JP: Es besteht einfach eine mangelnde Bereitschaft, Israel zu kritisieren. Es ist ein Einzelfall, ein Sonderfall. Dafür gibt es viele Gründe, einige davon sind legitim, aber letztendlich bedeutet es meiner Meinung nach, dass man keinen Standard hat, wenn man keinen globalen Standard hat.

LF: Matt Miller, Sprecher des Außenministeriums, sagt, dass wir niemals gegen Gesetze verstoßen.

JP: Ich denke, Matt Miller könnte technisch gesehen tatsächlich Recht haben. Viele dieser Gesetze erfordern, dass das Ministerium zu einer Entscheidung gelangt, bevor Sanktionen verhängt oder die Unterstützung verweigert wird. Wenn Sie nie zu dieser Entscheidung kommen, haben Sie nie gegen das Gesetz verstoßen. Dennoch glaube ich, dass die rechtlichen Standards eher lax und mangelhaft sind, und ich glaube, dass wir uns an strengere Standards halten sollten. Dabei geht es zum Teil auch um Fragen der Rechtsauslegung.

LF: Sie sagten auch, dass es in den Händen höherer Stellen liege. WHO?

JP: Ich denke, dass die wichtigsten politischen Entscheidungen zu Israel derzeit von oben nach unten getroffen werden, was wiederum für die meisten Waffenverkäufe untypisch ist. Sie sprudeln quasi von unten nach oben. Man bekommt einen Antrag von einem Partner oder von einem US-Unternehmen, das eine bestimmte militärische Fähigkeit anstrebt, und das ist eine Debatte, die nach und nach bis zu den Entscheidungsträgern vordringt. In diesem Fall war die Entscheidung gefallen und daher gab es für diese Diskussion keinen Platz.

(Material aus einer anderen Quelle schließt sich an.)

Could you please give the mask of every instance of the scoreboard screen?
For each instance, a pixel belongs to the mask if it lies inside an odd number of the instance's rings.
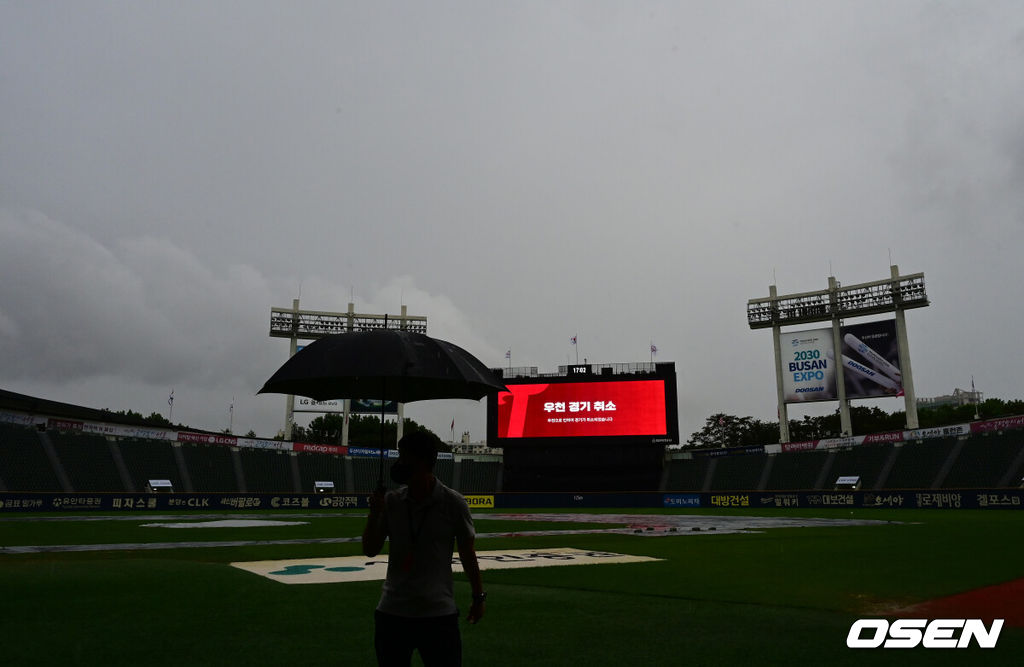
[[[488,399],[488,439],[498,447],[567,439],[609,444],[679,439],[674,371],[511,378],[505,386],[509,391]]]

LF: An der Spitze steht der Präsident, ist er letztlich verantwortlich?

JP: Natürlich. Das sind seine Autoritäten.

LF: Was würden Sie jetzt vorschlagen, wenn Sie noch Ihren Job hätten?

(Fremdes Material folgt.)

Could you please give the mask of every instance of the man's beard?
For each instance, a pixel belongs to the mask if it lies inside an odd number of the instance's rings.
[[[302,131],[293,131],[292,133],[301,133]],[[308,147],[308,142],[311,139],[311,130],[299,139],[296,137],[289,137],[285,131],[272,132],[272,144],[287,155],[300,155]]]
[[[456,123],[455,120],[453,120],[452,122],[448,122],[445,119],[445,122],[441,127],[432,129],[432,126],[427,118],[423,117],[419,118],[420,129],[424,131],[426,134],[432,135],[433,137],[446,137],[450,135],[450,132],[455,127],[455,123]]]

JP: Im Hinblick auf den Waffentransfer nach Israel würde ich die Biden-Regierung bitten, sich an ihre eigenen Gesetze und Richtlinien zu halten, die sie festgelegt hat, und einfach denselben Standard und denselben Raum für Debatten auf Israel anzuwenden, den sie zugelassen oder gefördert hat für Konflikte und für Partner anderswo auf der Welt. Darüber hinaus denke ich, dass wir eine radikale Überarbeitung des Nahost-Friedensprozesses brauchen. Meiner Meinung nach bestand der politische Ansatz der USA darin, Sicherheit für den Frieden zu schaffen. Wenn Israel sich sicher fühlt, wird es sich wohl fühlen, die notwendigen Zugeständnisse zu machen, um Frieden zu ermöglichen. Aber was wir stattdessen gesehen haben, ist, dass sich Israel umso sicherer fühlt, je mehr es an seine Grenzen stößt, je mehr Siedlungen ausgeweitet werden, je mehr Bürgerrechte den Palästinensern im Westjordanland entzogen werden, desto weiter geht die Belagerung des Gazastreifens weiter . Deshalb denke ich, dass wir uns von dieser Denkweise verabschieden und uns fragen müssen, ob es vielleicht statt Sicherheit statt Frieden einen Weg gibt, Frieden statt Sicherheit zu geben.

LF: Sie sagten, dass sich Ihre Ansichten seit Ihrer Zeit im Irak und Ihrem Aufenthalt in Ramallah weiterentwickelt haben. Wie?

JP: Solche Herausforderungen kann man nicht mit einer Reihe von Annahmen angehen. Sie müssen die Auswirkungen der von Ihnen getroffenen Entscheidungen verstehen, denn sie sind weitreichend … Wenn wir einem Land Kampfflugzeuge verkaufen, wird dieses Land diese Kampfflugzeuge 20, 30 oder sogar 40 Jahre lang betreiben. Was wir jetzt tun, wird nachhaltige Auswirkungen auf die Generationen haben. Es ist eine einzigartige Verantwortung.

LF: Haben Sie eine Nachricht für die Leute, die noch in der Verwaltung arbeiten, in den Büros, an den Schreibtischen, die vor Ihrer Abreise neben Ihnen standen?

JP: Ich würde ihnen sagen, dass Sie eine einzigartige Gelegenheit haben, Gutes zu tun, und wie ich herausgefunden habe, ist es sicherlich möglich, im Außenministerium und im Umfeld der US-Regierung an einem Tag mehr Gutes zu tun, als viele Menschen an einem Tag erreichen können Lebensdauer. Nutzen Sie diese Gelegenheit.

Der Laura Flanders Show Die Folge „Josh Pauls Bruchpunkt: Resigns State Dept. Over Arms to Israel“ wird auf PBS-Sendern im ganzen Land ausgestrahlt. Auch als Podcast oder Streaming unter LauraFlanders.org verfügbar.